Kiddos with RAD don’t even know most of the time they are doing some of the things they do. It’s all reaction to the very early trauma they suffered and how they protect themselves now from further hurt. Here are some signs your kiddo might display:
- Failure to smile and avoids eye contact – This may make your child seem like they are angry all the time but it is part of the resistance to connection. They aren’t unhappy but they are constantly stressed and on edge. So it is hard to ever relax.
- Becomes agitated when adults try to comfort them – They may recoil when they are upset and an adult tries to hug them or comfort them. They don’t want to think of a caregiver as someone they can depend on or someone who will make them feel better. They don’t trust anyone and they resist any attempt to count on someone for assistance.
- Doesn’t seem to notice when parents or caregivers leave them – Separation anxiety is something that parents face regularly with their children. RAD kiddos don’t notice or care when their caregivers leave because they don’t see them as needed. The connection and bond isn’t there so there is no fear they won’t return, no anxiety about who will care for them.
- Spends a lot of time rocking or comforting themselves – RAD kiddos firmly believe they can only count on themselves. They are control freaks. They develop incredible skills in self-soothing because they do not trust that anyone else can do it for them.
- When distressed, they may calm down more quickly without the attention of an adult – You’d think an adult would be helpful when a child is upset but for RAD kiddos it’s anything but. An adult or caregiver getting in their face most times will only make it worse. They have learned coping strategies from their past traumas and they know how to help themselves.
- Unaffected by the movements of others – RAD kiddos tend to seem very stand offish. They do not want other people in their lives. They do not feel that people affect them no matter how close the relationship. So they will not usually be rattled at all by what other people do.
- Doesn’t reach out to be picked up – Because RAD kiddos don’t need affection they will not seek it out. For parents that can be one of the most heartbreaking aspects of having a RAD kiddo. It isn’t something they will seek from any adult in their life, no matter how close the relationship.
- Isn’t interested in playing interactive games or playing with toys – Group games like tag or hide and seek will not be popular with RAD kiddos. They are not great at playing with toys that are “group” toys. Because they aren’t good “joiners” this isn’t something they will ever be drawn to.
- Cries Inconsolably – Because RAD kiddos are not able to process their emotions in a healthy way, sometimes when they begin crying, the tears won’t stop. And because they won’t allow anyone to help them be consoled, getting a handle on their emotions is even harder.

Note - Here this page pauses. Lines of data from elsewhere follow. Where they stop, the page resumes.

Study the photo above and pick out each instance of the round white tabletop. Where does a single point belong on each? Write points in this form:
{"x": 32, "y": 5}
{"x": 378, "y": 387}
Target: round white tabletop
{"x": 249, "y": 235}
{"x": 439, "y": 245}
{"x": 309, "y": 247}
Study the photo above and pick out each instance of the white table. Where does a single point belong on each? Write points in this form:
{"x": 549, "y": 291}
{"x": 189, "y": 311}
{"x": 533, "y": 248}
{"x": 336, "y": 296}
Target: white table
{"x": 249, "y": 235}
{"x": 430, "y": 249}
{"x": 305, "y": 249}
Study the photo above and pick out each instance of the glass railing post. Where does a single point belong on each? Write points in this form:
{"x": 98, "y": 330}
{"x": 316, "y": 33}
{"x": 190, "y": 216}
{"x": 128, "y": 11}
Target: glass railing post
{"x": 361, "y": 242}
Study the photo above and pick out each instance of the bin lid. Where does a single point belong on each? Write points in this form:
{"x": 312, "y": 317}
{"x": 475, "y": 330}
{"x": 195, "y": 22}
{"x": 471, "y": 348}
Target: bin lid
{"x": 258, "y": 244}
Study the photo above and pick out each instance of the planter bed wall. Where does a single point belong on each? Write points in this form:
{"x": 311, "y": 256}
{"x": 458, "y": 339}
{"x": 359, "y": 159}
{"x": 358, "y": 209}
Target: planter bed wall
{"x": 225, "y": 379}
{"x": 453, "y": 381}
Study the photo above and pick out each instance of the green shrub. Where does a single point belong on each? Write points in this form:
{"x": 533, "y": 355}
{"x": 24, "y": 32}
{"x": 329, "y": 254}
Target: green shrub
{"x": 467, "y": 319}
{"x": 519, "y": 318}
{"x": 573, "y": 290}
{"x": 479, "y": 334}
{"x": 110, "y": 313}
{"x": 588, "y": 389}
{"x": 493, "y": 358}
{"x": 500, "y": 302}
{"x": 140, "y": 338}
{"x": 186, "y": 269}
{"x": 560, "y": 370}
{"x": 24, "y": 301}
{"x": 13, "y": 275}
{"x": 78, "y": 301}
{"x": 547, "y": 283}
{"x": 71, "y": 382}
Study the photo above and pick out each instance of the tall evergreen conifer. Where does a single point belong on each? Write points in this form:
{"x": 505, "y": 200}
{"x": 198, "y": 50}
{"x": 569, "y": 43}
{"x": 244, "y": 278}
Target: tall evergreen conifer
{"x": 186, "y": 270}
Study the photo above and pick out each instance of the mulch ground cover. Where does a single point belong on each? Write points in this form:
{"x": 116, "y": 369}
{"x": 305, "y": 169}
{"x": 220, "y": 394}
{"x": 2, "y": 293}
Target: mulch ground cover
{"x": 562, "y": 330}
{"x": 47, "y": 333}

- Withdrawn Appearance – There is often a mix-up between RAD and autism. RAD children are emotionally and developmentally stunted in a way that mimics autism. They might appear not to be “with it” to what’s going on around them. Again, it’s not that they are unaware, it’s just that they are in a constant mode of protection.
Hopefully this can be a reference guide for friends and family to understand why your child may not look or act like they might expect them to. And knowing may help in not judging your RAD kiddo unfairly. I would love to hear your comments on what you see with your children and which of these behaviors have caused you the most stress!